De alguna forma, cada una de nuestras habitaciones se ha convertido en el espacio ideal y en la aspiración de millones de personas. Por todo lo que se produce alrededor de esa estancia: la gastronomía, el entorno, los paseos, la capacidad de disfrutar y ser extravertido. El propio confinamiento nos ha hecho mucho más conscientes de la importancia y el placer de viajar. Aún así, también está claro que la pandemia va a cambiar sustancialmente las características, los objetivos y las formas de esos viajes. Durante el confinamiento, por ejemplo, todos los grupos debimos reforzar nuestros sistemas de digitalización y nuestros protocolos sanitarios. Todas estas medidas se han normalizado y seguirán siendo habituales a medio y largo plazo.

La concentración sectorial será otra consecuencia ineludible de la crisis sanitaria. Tendrá la ventaja de facilitar un mayor músculo financiero a los grupos resultantes. Impulsará también las inversiones hacia ofertas más selectivas, diversas y personalizadas.

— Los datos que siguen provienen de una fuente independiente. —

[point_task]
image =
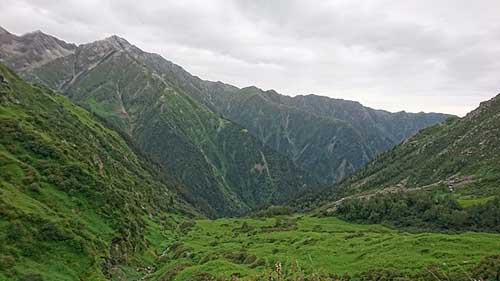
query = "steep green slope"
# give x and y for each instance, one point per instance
(76, 202)
(227, 170)
(462, 153)
(445, 178)
(331, 138)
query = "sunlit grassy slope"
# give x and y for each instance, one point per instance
(250, 248)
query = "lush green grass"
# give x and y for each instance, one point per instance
(76, 201)
(251, 247)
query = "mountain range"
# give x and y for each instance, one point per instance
(196, 129)
(114, 163)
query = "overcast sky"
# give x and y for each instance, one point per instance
(436, 55)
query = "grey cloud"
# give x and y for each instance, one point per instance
(397, 55)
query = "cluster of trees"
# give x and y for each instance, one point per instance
(434, 211)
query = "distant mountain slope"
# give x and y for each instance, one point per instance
(461, 154)
(31, 50)
(226, 169)
(331, 138)
(76, 202)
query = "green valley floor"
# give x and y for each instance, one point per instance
(250, 249)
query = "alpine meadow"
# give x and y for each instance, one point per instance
(119, 164)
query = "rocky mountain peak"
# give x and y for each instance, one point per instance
(492, 105)
(3, 31)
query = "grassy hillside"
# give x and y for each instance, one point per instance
(312, 247)
(226, 170)
(76, 202)
(330, 138)
(462, 154)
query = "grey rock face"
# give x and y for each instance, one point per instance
(31, 50)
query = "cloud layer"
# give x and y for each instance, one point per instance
(397, 55)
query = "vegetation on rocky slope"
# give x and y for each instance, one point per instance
(226, 170)
(76, 201)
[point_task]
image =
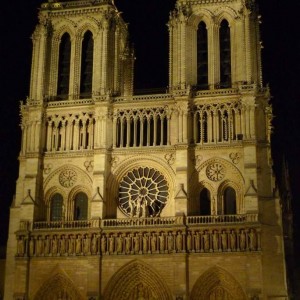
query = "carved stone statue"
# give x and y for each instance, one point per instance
(161, 242)
(54, 245)
(242, 240)
(119, 244)
(232, 240)
(252, 240)
(94, 244)
(62, 245)
(170, 240)
(145, 243)
(224, 240)
(197, 241)
(215, 241)
(31, 247)
(136, 241)
(111, 241)
(103, 244)
(189, 241)
(206, 241)
(128, 244)
(179, 242)
(153, 242)
(78, 245)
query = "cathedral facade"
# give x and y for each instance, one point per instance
(156, 196)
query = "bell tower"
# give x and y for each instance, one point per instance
(214, 45)
(174, 189)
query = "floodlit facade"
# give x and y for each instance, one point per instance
(160, 196)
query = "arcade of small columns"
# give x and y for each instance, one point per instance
(131, 241)
(208, 123)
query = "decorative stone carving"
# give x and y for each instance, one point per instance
(128, 243)
(67, 178)
(235, 157)
(114, 161)
(215, 171)
(143, 192)
(89, 165)
(48, 168)
(170, 158)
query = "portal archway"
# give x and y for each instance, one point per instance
(217, 284)
(136, 281)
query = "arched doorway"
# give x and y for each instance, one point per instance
(217, 284)
(136, 281)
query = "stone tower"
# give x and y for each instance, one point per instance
(157, 196)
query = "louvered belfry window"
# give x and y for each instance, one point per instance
(202, 56)
(64, 67)
(86, 78)
(225, 55)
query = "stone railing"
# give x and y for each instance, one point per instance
(222, 219)
(142, 241)
(66, 224)
(142, 222)
(216, 92)
(226, 233)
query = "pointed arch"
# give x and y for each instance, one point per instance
(87, 58)
(230, 198)
(136, 279)
(78, 203)
(225, 54)
(202, 55)
(58, 287)
(217, 282)
(64, 65)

Y, sobre todo, puede convertirse en la palanca idónea para cualificar ofertas y destinos, dos cuestiones absolutamente prioritarias para que España recupere su liderazgo turístico mundial. Hay un nuevo modelo turístico ya en marcha. Está diseñado para un nuevo turista, animoso por recuperar la normalidad, pero a la vez demandante de máxima seguridad, lo que a su vez implica la mejor atención digital. Es un cliente más sofisticado, mucho más exigente con la calidad, muy interesado por la gastronomía y que quiere convertir cada destino en una experiencia única diseñada y planificada al milímetro por él mismo.

El turista indeterminado en un destino masivo probablemente será un recuerdo del pasado. Habrá un viajero más selectivo, deseoso de implicarse con la vida y las peculiaridades de su destino. Le interesarán destinos urbanos, con experiencias a la carta, mejor atención y un sentido más personalizado y menos masificado.

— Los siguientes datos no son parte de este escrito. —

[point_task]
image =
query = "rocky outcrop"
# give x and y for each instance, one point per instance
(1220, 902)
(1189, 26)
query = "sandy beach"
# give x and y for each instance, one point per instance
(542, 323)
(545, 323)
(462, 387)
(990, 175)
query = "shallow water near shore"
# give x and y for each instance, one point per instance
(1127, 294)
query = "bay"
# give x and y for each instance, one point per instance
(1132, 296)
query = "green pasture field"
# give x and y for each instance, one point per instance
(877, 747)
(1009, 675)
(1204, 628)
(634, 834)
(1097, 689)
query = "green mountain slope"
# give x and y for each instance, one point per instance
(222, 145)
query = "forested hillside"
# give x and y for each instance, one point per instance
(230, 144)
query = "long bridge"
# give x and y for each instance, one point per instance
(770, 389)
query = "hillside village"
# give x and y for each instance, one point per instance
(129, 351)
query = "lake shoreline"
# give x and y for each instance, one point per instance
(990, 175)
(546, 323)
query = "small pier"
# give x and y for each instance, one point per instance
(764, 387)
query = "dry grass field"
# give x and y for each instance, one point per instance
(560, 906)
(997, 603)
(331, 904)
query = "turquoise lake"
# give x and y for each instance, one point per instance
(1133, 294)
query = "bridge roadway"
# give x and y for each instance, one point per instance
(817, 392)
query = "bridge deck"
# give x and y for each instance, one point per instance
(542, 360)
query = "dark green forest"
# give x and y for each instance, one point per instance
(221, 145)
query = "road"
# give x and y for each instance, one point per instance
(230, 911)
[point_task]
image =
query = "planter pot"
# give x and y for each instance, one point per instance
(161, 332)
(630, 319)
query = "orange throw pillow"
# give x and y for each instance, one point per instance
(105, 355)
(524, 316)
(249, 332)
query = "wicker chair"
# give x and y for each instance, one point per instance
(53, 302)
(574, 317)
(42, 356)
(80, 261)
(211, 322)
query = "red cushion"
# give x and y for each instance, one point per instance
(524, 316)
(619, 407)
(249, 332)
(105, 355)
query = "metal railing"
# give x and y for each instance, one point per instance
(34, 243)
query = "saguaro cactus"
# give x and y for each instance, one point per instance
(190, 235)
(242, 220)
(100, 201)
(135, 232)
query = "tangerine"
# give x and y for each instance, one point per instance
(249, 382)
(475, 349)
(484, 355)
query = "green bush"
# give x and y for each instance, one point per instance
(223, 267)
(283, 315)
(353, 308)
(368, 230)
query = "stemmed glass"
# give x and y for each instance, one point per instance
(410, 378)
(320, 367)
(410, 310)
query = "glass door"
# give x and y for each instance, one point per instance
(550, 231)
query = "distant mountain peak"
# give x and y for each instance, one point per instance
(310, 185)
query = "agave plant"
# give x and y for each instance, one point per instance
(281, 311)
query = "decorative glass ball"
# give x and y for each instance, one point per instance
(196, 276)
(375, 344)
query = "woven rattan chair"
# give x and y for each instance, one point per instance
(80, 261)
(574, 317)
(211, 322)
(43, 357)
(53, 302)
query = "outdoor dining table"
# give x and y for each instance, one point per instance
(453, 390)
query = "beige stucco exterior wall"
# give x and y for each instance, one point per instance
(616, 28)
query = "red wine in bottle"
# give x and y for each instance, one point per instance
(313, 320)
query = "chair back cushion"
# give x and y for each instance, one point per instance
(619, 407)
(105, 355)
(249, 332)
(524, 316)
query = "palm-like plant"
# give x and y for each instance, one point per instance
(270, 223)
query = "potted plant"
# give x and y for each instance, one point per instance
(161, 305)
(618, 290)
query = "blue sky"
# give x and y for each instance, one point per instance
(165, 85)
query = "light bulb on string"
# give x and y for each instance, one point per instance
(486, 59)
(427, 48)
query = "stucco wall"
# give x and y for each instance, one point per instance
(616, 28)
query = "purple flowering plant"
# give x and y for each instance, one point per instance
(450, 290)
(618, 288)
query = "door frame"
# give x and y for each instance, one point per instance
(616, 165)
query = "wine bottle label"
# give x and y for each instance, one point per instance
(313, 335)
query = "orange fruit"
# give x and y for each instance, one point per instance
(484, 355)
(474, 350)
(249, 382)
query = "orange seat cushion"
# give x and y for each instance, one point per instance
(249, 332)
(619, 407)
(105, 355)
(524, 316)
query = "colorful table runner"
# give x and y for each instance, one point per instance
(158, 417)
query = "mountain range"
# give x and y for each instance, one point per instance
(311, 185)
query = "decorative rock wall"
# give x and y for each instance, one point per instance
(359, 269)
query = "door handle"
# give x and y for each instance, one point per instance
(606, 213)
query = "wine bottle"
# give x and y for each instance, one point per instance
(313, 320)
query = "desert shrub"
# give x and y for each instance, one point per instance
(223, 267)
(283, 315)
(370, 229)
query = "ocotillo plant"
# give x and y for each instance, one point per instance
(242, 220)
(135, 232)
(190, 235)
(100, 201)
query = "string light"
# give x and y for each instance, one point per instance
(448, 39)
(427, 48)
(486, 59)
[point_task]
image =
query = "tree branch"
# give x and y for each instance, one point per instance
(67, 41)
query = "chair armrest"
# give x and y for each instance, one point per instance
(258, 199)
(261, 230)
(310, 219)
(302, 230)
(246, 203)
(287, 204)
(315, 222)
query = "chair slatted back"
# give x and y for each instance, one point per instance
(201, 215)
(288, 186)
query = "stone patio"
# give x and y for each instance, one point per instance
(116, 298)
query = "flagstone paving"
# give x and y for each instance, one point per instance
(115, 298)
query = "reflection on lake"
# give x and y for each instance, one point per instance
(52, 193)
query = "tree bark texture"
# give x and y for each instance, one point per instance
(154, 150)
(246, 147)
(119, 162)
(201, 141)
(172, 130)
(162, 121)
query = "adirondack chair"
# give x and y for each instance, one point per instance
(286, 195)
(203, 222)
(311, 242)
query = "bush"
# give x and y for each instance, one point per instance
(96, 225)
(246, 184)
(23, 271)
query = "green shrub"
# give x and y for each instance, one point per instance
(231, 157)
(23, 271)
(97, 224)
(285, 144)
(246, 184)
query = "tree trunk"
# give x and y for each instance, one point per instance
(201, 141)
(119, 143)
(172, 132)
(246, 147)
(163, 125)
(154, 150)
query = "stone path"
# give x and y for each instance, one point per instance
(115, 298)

Estamos, en suma, ante la oportunidad de evolucionar hacia un modelo más cualificado y experiencial. Las personas, tanto empleados como consumidores, estarán en el centro. El reto actual es volver a posicionar al turismo como un sector seguro y con futuro, que fomenta el talento, la recuperación económica y la cohesión del país.

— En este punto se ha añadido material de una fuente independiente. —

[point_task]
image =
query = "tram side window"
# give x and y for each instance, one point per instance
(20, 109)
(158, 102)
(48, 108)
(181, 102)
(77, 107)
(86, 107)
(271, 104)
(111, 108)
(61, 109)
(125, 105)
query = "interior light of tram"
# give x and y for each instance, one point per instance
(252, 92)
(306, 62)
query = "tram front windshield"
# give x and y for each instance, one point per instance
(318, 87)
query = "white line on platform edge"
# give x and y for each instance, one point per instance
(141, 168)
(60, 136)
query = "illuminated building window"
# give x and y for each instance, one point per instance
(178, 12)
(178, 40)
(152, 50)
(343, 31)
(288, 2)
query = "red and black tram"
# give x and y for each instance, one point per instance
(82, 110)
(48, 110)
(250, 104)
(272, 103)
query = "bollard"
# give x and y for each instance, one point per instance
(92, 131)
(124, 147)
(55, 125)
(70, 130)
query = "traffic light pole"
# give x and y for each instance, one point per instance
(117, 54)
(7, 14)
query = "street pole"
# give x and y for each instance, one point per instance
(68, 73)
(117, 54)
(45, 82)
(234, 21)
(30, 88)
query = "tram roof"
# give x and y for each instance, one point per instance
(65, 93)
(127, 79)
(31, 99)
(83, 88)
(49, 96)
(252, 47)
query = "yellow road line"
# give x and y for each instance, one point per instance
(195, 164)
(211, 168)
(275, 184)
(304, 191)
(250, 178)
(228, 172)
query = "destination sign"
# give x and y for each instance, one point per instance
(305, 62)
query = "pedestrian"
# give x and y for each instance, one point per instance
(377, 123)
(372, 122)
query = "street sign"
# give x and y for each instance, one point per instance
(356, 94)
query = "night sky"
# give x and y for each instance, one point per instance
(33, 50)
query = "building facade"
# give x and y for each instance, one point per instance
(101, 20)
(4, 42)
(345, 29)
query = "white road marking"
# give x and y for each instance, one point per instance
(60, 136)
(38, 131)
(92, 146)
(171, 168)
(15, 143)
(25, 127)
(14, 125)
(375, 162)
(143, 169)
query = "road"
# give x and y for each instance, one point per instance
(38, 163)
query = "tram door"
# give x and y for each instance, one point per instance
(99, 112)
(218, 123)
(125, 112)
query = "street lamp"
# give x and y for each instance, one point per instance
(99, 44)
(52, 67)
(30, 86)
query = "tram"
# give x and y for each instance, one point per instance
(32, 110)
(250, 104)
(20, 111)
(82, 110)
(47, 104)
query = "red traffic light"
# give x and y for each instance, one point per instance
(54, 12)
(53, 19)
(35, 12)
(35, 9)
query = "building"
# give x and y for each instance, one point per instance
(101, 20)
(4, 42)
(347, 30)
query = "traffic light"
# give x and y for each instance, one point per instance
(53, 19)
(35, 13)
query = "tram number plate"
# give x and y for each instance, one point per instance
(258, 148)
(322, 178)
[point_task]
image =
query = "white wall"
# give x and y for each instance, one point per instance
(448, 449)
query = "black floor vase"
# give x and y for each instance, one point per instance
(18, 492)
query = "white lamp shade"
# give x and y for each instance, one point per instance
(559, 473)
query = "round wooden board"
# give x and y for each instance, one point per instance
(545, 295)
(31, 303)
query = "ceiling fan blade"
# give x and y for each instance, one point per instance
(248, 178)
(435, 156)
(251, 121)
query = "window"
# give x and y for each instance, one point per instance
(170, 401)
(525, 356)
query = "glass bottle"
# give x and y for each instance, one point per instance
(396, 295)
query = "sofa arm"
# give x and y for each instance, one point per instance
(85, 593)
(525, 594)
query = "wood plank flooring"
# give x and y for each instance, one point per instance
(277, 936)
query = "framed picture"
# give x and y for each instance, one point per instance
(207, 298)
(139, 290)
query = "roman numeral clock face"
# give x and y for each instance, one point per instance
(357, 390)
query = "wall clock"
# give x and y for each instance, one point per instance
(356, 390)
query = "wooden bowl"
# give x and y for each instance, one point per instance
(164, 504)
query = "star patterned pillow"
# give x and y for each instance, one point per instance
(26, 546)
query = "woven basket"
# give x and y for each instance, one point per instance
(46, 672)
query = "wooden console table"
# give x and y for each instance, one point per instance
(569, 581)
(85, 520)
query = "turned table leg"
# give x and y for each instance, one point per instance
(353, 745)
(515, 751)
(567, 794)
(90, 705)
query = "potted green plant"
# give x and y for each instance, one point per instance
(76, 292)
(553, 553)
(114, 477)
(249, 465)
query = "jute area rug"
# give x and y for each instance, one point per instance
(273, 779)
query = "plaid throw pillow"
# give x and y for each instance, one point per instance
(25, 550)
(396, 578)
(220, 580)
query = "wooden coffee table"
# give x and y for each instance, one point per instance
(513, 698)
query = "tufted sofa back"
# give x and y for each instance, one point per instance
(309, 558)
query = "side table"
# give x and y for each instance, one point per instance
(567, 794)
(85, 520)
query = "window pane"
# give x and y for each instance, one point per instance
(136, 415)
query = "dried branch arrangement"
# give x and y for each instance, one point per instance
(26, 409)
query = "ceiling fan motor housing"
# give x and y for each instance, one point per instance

En la nueva normalidad, los hoteles mantendrán un importante componente digital que será clave para dar respuesta a las necesidades de seguridad y experiencia de los viajeros. Pero las nuevas tecnologías no bastan. El reto adicional al que nos enfrentamos los hoteleros es encontrar el equilibrio perfecto entre la tecnología y el confort, agilidad y toque humano, que es, al fin y al cabo, lo que en muchas ocasiones marca la diferencia. La tecnología debe ser un facilitador que complemente la labor de nuestros empleados, liberándoles de tareas administrativas para que puedan ofrecer una atención más personalizada a sus huéspedes. Para que nuestro modelo de negocio sea un éxito, tecnología y corazón deben ir siempre de la mano. El futuro siempre ha sido y será el mayor y mejor viaje de todas las personas. Nuestro objetivo es que, en ese futuro necesariamente mejor, cada uno de nuestros clientes siga encontrando cada uno de nuestros hoteles a la altura de sus mejores expectativas.